Qui est seul ? Ou « qui sont seuls ? » diront les apprentis grammairiens facétieux. Jusqu'à la dernière page les personnages de Mauvignier vont clamer leur vocation à la liberté et à l'égalité. Egalité, ici, relative : celle des vies grises, des lents étouffements. Version banlieusarde de la Mort du loup. L'auteur est excellent quand il fait parler les éternels muets de cette tragédie en mineur que composent les amours à contretemps. On se rappelle la trouvaille que fit un jour Mme Marcelle Segal dans son Courrier du Cœur : «Je ne l'aime pas, il ne m'aime pas - que faire ?... » Des incohérences de cette sorte malmènent les trois personnages de Seuls : Pauline, Tony, son père.

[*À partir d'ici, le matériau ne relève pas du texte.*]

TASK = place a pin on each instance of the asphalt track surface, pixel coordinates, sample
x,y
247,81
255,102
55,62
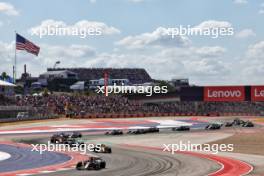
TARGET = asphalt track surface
x,y
135,162
23,158
127,161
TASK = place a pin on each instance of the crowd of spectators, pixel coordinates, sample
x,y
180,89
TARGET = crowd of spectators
x,y
65,104
134,75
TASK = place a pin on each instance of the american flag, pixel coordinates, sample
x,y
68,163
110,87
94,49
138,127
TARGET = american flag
x,y
24,44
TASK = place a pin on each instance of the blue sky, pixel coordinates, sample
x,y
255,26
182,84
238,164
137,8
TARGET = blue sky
x,y
237,59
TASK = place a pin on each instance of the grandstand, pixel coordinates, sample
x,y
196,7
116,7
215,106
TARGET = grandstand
x,y
134,75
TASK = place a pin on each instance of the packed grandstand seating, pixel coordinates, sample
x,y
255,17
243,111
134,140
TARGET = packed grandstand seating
x,y
65,104
5,101
134,75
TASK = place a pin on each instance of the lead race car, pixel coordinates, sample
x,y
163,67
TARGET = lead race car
x,y
94,163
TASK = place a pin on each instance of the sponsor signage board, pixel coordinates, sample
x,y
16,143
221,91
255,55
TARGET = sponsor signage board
x,y
224,93
257,93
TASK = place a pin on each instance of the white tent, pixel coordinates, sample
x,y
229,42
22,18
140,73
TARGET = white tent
x,y
6,84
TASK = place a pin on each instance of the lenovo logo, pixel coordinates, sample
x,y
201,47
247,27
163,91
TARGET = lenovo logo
x,y
221,94
257,93
224,93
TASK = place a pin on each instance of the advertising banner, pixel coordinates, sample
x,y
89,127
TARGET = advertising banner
x,y
224,93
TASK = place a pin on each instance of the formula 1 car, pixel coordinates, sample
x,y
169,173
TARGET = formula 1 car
x,y
181,128
102,149
114,132
228,124
213,126
238,122
248,124
75,134
58,138
93,163
137,131
152,130
74,142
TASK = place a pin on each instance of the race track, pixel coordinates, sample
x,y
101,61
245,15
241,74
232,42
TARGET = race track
x,y
124,162
22,158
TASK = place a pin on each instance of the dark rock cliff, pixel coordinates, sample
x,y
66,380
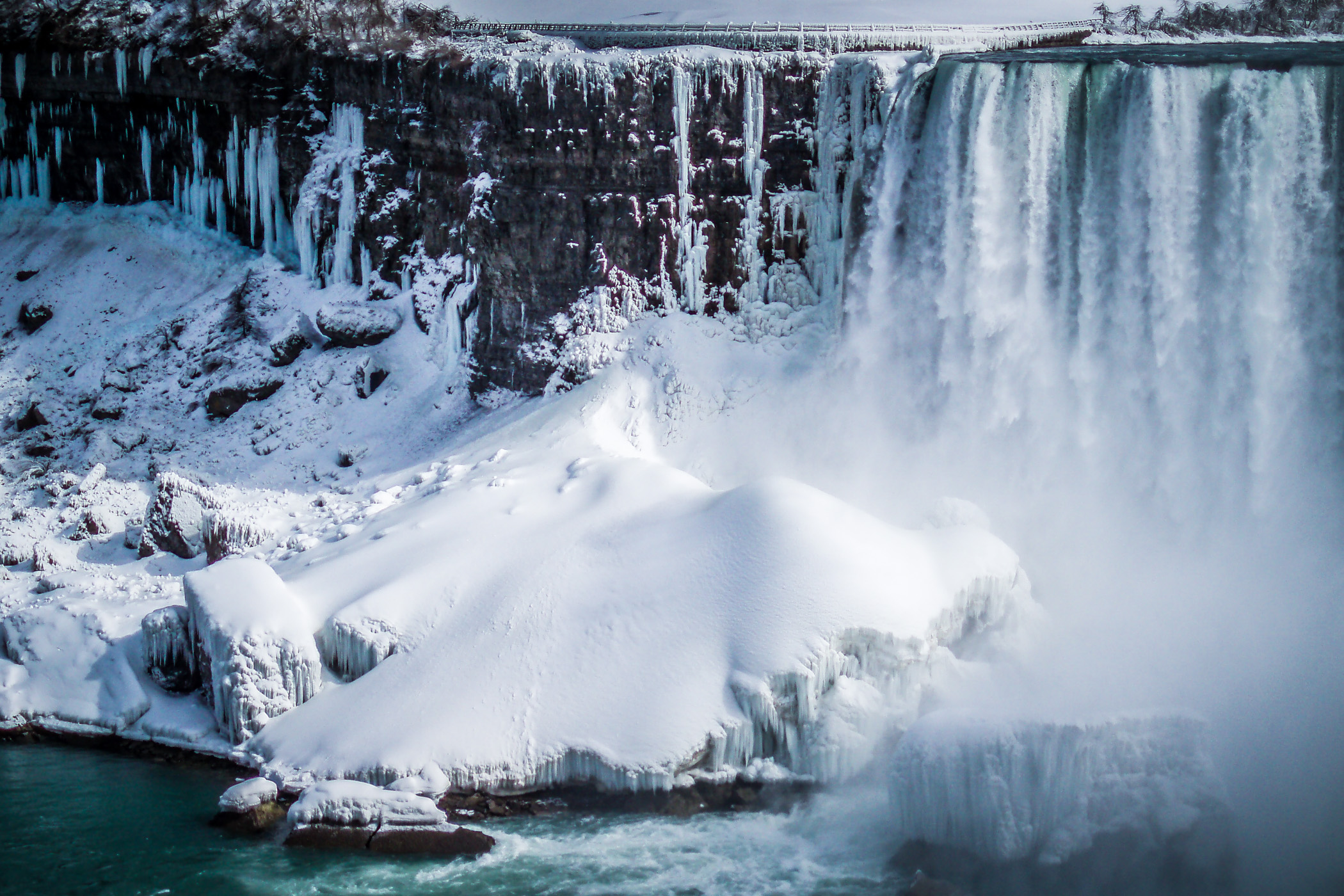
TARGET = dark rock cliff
x,y
676,179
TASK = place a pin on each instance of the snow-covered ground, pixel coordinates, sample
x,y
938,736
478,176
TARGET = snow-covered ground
x,y
563,589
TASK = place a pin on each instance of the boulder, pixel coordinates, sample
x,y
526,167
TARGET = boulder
x,y
109,406
33,316
441,840
351,325
250,821
330,837
226,399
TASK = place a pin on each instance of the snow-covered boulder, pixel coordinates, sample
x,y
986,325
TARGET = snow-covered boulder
x,y
355,803
1005,790
254,645
354,324
246,794
175,518
168,655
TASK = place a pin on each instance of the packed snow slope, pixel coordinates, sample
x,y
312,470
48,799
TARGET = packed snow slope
x,y
546,596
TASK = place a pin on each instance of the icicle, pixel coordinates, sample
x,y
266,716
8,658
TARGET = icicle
x,y
144,163
44,167
120,60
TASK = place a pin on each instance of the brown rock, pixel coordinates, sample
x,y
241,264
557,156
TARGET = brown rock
x,y
253,821
330,837
433,841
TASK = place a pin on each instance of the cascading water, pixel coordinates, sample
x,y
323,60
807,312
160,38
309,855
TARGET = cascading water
x,y
1104,300
1124,272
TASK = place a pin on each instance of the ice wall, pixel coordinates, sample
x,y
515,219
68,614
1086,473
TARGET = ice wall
x,y
1019,789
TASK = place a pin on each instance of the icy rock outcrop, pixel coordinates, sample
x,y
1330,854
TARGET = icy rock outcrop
x,y
229,532
298,336
253,644
248,794
175,518
351,325
353,646
1009,790
227,398
355,803
168,656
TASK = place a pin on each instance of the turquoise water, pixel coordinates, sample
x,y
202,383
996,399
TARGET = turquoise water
x,y
85,821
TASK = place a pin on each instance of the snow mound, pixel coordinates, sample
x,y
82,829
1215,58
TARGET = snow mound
x,y
257,656
61,662
355,803
619,621
1014,789
246,794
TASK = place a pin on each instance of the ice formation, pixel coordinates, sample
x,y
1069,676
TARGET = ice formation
x,y
1019,789
170,656
355,803
246,794
254,645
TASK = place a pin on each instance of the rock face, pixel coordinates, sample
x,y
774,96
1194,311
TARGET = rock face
x,y
230,397
506,187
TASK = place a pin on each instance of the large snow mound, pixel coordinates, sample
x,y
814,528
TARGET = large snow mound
x,y
1027,789
616,618
257,656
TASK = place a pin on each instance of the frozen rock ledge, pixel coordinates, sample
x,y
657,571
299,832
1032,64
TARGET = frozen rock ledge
x,y
254,645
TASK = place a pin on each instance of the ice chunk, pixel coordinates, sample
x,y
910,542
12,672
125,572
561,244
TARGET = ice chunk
x,y
254,645
246,794
355,803
1018,789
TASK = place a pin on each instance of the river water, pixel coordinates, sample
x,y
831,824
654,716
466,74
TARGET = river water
x,y
86,821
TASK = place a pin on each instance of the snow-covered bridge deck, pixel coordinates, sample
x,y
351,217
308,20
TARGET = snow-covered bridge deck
x,y
777,35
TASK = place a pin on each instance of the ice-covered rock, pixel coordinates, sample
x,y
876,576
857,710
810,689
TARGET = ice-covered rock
x,y
175,518
227,532
1009,790
620,622
168,655
353,644
355,803
254,645
355,324
246,794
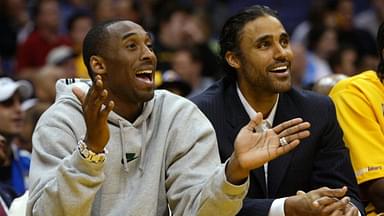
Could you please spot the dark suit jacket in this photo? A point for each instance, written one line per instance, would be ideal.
(320, 160)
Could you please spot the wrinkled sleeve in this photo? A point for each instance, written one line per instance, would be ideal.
(195, 180)
(362, 133)
(332, 165)
(62, 183)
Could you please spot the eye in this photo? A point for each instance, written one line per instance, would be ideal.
(284, 42)
(263, 44)
(131, 46)
(150, 46)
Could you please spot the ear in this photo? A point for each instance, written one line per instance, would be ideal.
(232, 60)
(98, 65)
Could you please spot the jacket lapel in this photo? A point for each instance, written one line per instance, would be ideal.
(237, 118)
(286, 110)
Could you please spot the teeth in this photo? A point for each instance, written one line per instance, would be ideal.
(280, 68)
(144, 72)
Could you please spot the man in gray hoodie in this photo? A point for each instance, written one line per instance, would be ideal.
(125, 149)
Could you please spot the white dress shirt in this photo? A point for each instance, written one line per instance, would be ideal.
(277, 207)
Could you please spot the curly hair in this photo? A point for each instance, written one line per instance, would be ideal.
(232, 29)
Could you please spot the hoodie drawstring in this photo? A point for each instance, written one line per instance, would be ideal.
(123, 148)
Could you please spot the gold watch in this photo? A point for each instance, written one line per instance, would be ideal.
(89, 155)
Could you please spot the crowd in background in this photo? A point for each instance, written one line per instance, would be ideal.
(41, 42)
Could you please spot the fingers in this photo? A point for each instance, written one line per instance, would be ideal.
(337, 212)
(287, 124)
(79, 94)
(338, 205)
(337, 193)
(254, 122)
(292, 130)
(286, 148)
(300, 192)
(351, 210)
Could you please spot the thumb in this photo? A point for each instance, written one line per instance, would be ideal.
(80, 94)
(255, 121)
(300, 192)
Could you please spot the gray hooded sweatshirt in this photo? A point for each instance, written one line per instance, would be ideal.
(174, 161)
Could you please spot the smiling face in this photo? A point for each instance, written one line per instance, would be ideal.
(263, 65)
(129, 64)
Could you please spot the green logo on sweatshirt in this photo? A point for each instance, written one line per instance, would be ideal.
(129, 157)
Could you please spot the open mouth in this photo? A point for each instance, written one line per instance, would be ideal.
(279, 69)
(145, 75)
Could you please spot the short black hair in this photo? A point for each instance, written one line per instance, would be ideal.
(380, 47)
(232, 29)
(95, 43)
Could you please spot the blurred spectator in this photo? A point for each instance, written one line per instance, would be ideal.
(7, 194)
(188, 64)
(128, 9)
(63, 57)
(325, 84)
(45, 82)
(102, 10)
(344, 61)
(78, 25)
(349, 34)
(170, 32)
(33, 52)
(299, 64)
(198, 30)
(172, 82)
(69, 8)
(359, 104)
(13, 17)
(318, 15)
(322, 43)
(14, 172)
(370, 19)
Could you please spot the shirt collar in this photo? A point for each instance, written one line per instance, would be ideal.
(267, 122)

Du temps qu'ils étaient étudiants, Pauline et Tony ont partagé un appartement, ce qui ne signifie pas coucher, en tout cas pas pour eux, mais assiettes sales, divan convertible, et cette humiliation qu'éprouve un homme quand il voit, par l'entrebâillement d'une porte, la fille qu'il aime enfiler du linge et une robe qu'un autre lui retirera tout à l'heure. Pauline est partie, à la traîne d'un type, comme d'habitude, puis revenue après un échec. La « vie d'étudiante », quoi ! Réinstallée chez Tony, et ne voulant pas voir le désir du garçon, qui crève les yeux, elle va provoquer beaucoup de dégâts. Et le père de Tony, que fait-il là-dedans ? Il tient le stylo, m'a-t-il semblé, il était quand même plus facile de lire Capitaine Fracasse que d'affronter l'éternel « Qui parle ? » des romans d'aujourd'hui ! Improbable, dangereux, le trio est en place : la tragédie peut commencer.
   J'éprouve beaucoup de plaisir à savourer l'art d'écrire de Laurent Mauvignier. Ce n'est pas du joli style. C'est râpeux, épais, parfois même un peu charabia : de la pâte à pain dans un vieux pétrin. Au volant de son camion, l'auteur ne feint pas de déraper dans les pièges d'un rallye : pas de contorsions pour avoir l'air d'un acrobatie, il s'acharne à exprimer le plus fin de ses sensations sans abandonner sa façon d'écrire, avec sa robustesse, ses déboires répétitifs, son poids. Là où la chèvre est au piquet, elle broute. C'est bien la sensation que me donne Mauvignier, d'un écrivain qui, lorsque son récit en a besoin, se porte au-dessus de lui-même, s'opiniâtre, se force, se bat sans se croire obligé de risquer quelque morceau de bravoure. Mauvignier n'est pas l'écrivain des prouesses, mais il donne à la sourde misère des petits-bourgeois cette rugosité et cette patine qui sont d'autres formes de la prouesse littéraire. Le lecteur ne sait pas pourquoi, mais il marche. L'émotion naît. Naturalisme pas mort : un réalisme aléatoire, détaché, « décalé ». (« Déconstruit » et « décalé » sont des mots à la mode, bien commodes quand même...) Lisez, page 78, le monologue du père venu demander à Pauline de l'aider à sauver Tony de ses démons : c'est d'une qualité et d'une ambition rares.